Earlier iterations of the greenhouse prototype were built with the assumption that the greenhouses would be buried under the Moon’s fine, dusty surface layer (regolith) to prevent exposure to radiation and potential damage from meteorites. The current version, however, is built with a lunar or Martian surface habitat in mind.
Kacira describes the current MLGH prototype as “a robotic machine growing crops. It’s a collapsible and expandable system with rings, with low weight materials used in the making of the system. It’s like an NFT system, but modular and lightweight. The crop production unit is recycling the nutrients and water resources for plant production.”
He also explains to The Packer that the cylindrical shape of the current prototype would both make the system more practical to fit into a rocket for transport to the moon.
“We also considered hub-and-spoke type of habitat designs where cylindrical shape would be more desirable for habitat expansion purposes.”
The system has been designed through experiments run at the Amundsen-Scott South Pole Station and aims to provide both food and oxygen but also remove carbon dioxide from a lunar or Martian habitat installation.

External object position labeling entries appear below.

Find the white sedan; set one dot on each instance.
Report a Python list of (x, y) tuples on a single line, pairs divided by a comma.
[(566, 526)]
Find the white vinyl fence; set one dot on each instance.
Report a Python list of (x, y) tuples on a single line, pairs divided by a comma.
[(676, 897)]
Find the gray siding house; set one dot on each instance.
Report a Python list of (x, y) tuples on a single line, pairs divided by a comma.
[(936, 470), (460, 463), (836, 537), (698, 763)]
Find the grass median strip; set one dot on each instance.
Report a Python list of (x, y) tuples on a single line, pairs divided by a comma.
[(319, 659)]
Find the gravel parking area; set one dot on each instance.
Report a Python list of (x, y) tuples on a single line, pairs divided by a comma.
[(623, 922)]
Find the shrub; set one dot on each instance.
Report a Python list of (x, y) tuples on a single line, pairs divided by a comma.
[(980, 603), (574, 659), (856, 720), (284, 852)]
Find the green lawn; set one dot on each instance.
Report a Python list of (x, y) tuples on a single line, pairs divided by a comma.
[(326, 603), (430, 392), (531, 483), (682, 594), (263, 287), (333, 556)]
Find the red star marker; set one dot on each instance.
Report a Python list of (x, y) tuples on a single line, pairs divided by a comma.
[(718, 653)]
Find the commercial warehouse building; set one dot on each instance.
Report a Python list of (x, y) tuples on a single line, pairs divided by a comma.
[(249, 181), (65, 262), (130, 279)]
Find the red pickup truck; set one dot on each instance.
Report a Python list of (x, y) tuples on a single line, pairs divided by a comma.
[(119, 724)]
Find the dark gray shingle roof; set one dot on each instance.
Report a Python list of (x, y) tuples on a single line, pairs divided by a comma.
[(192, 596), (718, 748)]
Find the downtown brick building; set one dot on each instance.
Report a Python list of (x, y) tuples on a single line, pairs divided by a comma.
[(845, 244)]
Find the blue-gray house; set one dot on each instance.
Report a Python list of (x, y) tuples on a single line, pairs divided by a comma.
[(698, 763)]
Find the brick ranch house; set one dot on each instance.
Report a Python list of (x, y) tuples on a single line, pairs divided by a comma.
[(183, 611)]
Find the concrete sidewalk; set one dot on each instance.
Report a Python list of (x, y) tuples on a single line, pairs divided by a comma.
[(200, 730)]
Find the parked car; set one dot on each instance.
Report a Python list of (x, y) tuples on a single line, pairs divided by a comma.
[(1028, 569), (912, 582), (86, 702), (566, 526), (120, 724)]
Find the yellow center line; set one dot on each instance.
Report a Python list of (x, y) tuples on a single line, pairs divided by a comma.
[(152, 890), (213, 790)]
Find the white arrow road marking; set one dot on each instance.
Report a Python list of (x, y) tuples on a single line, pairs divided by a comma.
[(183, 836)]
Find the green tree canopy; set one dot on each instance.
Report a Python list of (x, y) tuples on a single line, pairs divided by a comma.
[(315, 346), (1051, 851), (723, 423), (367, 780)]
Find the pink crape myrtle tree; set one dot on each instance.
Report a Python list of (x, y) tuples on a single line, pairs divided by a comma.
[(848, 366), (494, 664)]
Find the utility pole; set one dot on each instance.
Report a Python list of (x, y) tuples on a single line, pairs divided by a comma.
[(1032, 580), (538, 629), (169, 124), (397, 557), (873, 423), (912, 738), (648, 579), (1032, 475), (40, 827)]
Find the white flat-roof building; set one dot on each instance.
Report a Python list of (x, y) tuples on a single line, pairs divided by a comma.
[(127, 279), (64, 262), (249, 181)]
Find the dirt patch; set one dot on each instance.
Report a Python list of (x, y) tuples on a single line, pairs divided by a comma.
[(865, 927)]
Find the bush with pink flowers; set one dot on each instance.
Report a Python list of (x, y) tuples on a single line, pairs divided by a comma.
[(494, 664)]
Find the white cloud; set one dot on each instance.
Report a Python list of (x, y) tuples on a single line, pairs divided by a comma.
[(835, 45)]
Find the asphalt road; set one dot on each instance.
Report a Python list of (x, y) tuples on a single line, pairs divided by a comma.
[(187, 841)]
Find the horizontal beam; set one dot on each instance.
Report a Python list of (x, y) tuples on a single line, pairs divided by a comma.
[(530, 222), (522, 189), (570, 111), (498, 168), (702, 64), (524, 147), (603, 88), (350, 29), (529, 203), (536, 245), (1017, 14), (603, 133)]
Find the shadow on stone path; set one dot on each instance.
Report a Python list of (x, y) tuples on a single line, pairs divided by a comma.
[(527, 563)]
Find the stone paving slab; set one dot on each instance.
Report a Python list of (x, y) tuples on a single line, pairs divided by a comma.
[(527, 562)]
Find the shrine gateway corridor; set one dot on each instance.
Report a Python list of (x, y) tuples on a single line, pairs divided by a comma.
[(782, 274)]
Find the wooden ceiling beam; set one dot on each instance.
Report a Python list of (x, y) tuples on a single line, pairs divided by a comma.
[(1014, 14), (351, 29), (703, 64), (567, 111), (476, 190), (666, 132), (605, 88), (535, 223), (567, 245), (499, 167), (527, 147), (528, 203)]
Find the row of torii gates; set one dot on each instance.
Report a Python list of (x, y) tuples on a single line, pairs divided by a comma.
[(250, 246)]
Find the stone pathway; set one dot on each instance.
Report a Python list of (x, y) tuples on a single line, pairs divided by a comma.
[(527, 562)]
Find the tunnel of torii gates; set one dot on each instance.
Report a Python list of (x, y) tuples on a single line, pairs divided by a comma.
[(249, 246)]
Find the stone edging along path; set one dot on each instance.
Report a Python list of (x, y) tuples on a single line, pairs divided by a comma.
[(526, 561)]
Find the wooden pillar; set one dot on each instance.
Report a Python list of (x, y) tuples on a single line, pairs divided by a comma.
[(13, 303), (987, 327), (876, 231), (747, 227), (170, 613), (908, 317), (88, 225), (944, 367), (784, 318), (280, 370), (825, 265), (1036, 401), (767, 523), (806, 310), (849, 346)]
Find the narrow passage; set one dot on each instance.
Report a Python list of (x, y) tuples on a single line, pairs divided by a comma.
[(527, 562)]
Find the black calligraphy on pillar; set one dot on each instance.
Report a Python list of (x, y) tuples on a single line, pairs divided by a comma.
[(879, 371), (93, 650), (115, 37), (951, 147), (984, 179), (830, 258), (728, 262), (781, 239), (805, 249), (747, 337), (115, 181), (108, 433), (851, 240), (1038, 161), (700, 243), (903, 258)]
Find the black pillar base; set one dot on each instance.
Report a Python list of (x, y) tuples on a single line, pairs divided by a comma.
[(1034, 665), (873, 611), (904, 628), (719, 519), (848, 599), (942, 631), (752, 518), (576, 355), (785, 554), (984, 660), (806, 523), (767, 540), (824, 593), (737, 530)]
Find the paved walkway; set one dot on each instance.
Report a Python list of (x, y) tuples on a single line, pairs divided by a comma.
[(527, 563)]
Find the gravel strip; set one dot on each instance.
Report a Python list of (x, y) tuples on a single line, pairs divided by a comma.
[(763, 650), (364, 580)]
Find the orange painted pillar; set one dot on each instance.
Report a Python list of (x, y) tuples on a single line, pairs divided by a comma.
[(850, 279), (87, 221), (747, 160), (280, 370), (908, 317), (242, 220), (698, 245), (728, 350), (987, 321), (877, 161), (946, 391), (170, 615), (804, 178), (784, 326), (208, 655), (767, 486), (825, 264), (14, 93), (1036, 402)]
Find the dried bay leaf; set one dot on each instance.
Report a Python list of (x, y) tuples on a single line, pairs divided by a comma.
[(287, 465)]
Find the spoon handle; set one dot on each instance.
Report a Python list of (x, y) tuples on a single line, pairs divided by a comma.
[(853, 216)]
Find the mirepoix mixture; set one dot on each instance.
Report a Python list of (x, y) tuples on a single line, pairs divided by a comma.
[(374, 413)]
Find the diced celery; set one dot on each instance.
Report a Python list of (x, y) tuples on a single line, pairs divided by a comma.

Kacira says they have worked with lettuce varieties, kale, spinach, bok choy, chard, strawberries and sweetpotatoes. He adds they, and NASA, focus on dwarf varieties to optimize space, reduce resource demand and ease harvesting.
Space agriculture above, CEA below
Kacira spoke at length about how the needs and considerations of space agriculture look an awful lot like terrestrial controlled environment agriculture. That shouldn’t be a surprise, however, because many tools and systems used in CEA down here were innovated for space agriculture first.
“If you look at some of the sensors used, climate control systems, LED lighting, other technologies — they had been initiated for space research, and we are translating that to earth-based controlled environment agriculture systems,” he says. On the example of LED lighting, he points out that there was a 10-to-15-year lag between its development for space purposes and its availability to other industries.
One area where Kacira is hopeful is that space agriculture can benefit from innovations happening in earth-side CEA.
“When you consider controlled environment agriculture systems on earth, a majority of the varieties we are using are suited for field agriculture,” he notes. “But we are now seeing new varieties that are bred for the controlled environment agriculture setting, so I would love to see that innovation and improvements in terms of plant genetics as well, because we can only do so much with the physics of the system.”
Traits that would be especially important for space agriculture would be resource efficiency, maintaining yield and quality while under low-light settings and resiliency, he says.
But it is not only in the tangible innovations that space agriculture and terrestrial CEA are intertwined. Kacira notes that the education, skill sets and interests needed in CEA — “understanding plant needs, environmental demands, technologies out there to grow crops, understanding space challenges, plant physiology, systems thinking, data and automation integration” — are needed in space agriculture as well.
“Considering the education and training needed, especially with our young generation, we need a variety of skill sets, and controlled environment agriculture is one of them,” he says.